Russ had an excellent career. He played for 14 seasons, was a four-time All-Star, hit 191 Home Runs, and amassed 38.9 career WAR. Most notably, though he was a winner: Between 2008 and 2016, his team only missed the playoffs once. Getting into the Hall of Fame can be tricky, especially for a ctacher. There are only 17 catchers in the Hall, and the statistical case may make it hard for him to get in. The average WAR for a Hall of Famer at the position is 53.6, and as previously mentioned, Martin is only at 38.9. He never finished in the top 10 in MVP voting. Mickey Cochrane is the lone catcher to make it to Cooperstown with fewer than five All-Star selections, but he boasts accolades Martin doesn't: two MVPs and three World Series championships.
There is one saving grace that may earn Russell some well-deserved support: His ability to frame pitches. Framing is hard to see, as the goal is to make pitches look like they were strikes all along. If you do your job well, it's undetectable. Some fans even argue that framing is cheating or a form of deception, fooling the umpire into calling something that isn't true. Regardless, earning strikes for your pitchers is always going to be beneficial, and Russell Martin was one of the best in baseball at doing just that. Baseball Prospectus put in the work to quantify the value of pitch framing, calculating the run value of all the strikes a catcher earns (or fails to earn). Martin grades out as one of the best. Here’s how many runs he saved, solely by framing, from 2006 to 2016, the first 11 seasons of his career, along with where that total ranked among all catchers.
| Year | Runs | Rank |
| 2006 | 22.9 | 2 |
| 2007 | 24.8 | 1 |
| 2008 | 14.3 | 3 |
| 2009 | 17 | 2 |
| 2010 | 3.9 | 9 |
| 2011 | 31.2 | 2 |
| 2012 | 25.9 | 1 |
| 2013 | 15.1 | 4 |
| 2014 | 19.4 | 2 |
| 2015 | 17.7 | 3 |
| 2016 | 15.8 | 3 |
The only season in which Martin ranked worse than fourth was 2010, when a hip injury limited him to 97 games. He still finished ninth. Add those numbers up, and he helped add 208 runs for his team just from framing alone. That number grows to 222.7 if you include the final three seasons of his career. To put that in perspective, last season, the Blue Jays scored 218 runs from August on. Through his career, just by framing, Martin added half a season's worth of runs for an entire team throughout. That's awe-inspiring stuff, and for that reason, Baseball Prospectus calculates Martin's career WAR at 55.8, a huge jump from his Baseball Reference mark. Likewise, FanGraphs keeps its own framing runs total, and those numbers go back to 2002. Over that time period, they rate Martin's framing as worth 165.7 runs, the highest total among all catchers. According to FanGraphs, Martin accrued 54.5 WAR over the course of his career, 11th-most among all catchers in AL/NL history, and ahead of several Hall of Famers, including Cochrane, Joe Mauer, and Ted Simmons.

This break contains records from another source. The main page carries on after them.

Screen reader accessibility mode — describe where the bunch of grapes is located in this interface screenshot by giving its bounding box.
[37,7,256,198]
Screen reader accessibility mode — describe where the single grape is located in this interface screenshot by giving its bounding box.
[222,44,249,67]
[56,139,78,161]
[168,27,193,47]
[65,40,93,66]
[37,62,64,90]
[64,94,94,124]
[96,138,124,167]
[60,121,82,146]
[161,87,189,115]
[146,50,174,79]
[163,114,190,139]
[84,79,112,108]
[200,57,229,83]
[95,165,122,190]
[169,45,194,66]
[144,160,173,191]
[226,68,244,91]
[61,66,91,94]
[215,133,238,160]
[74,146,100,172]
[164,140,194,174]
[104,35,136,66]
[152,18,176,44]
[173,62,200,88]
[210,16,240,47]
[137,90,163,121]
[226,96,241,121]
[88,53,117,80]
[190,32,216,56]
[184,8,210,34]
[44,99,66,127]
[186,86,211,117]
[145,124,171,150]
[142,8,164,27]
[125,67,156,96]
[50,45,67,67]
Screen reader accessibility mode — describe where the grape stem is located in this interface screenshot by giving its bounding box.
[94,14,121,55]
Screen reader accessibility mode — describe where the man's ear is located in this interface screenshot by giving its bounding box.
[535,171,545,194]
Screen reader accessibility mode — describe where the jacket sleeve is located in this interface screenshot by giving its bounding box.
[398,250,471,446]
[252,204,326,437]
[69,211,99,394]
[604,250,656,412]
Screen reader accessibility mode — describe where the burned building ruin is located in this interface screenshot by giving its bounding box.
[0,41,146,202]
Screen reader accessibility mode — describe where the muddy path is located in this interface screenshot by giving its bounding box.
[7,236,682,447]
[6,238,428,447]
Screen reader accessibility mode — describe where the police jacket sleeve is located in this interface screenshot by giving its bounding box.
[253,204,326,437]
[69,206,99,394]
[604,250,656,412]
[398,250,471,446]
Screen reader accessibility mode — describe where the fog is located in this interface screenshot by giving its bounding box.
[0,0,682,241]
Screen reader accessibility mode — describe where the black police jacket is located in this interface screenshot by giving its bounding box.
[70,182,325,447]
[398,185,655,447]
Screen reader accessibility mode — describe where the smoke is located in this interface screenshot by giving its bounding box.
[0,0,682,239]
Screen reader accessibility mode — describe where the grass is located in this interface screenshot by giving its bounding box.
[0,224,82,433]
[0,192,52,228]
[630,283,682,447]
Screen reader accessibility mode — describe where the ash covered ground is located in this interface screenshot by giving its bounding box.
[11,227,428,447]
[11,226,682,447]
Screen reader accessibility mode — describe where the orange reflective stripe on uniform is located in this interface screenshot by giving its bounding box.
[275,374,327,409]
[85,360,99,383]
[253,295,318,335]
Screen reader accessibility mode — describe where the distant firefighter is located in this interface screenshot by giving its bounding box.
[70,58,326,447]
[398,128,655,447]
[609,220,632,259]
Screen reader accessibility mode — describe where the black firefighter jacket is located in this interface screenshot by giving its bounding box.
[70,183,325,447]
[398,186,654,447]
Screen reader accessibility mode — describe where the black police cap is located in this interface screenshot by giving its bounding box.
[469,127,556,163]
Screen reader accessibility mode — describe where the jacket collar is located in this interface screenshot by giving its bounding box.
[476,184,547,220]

Martin might not get into the Hall of Fame, but he was a catcher with over 1,400 hits, 100 stolen bases, and 190 home runs. He combined his off-the-charts baseball IQ with immaculate leadership skills, and he was a highly productive player throughout his career. He gets overshadowed because he played in an era with Yadier Molina, Brian McCann, and Buster Posey, but don't be mistaken, in an era where catcher framing was finally quantifiable, Martin did everything possible to help win games. Even if he doesn't end up in Cooperstown one day, the mark he left on the game of baseball can't be denied.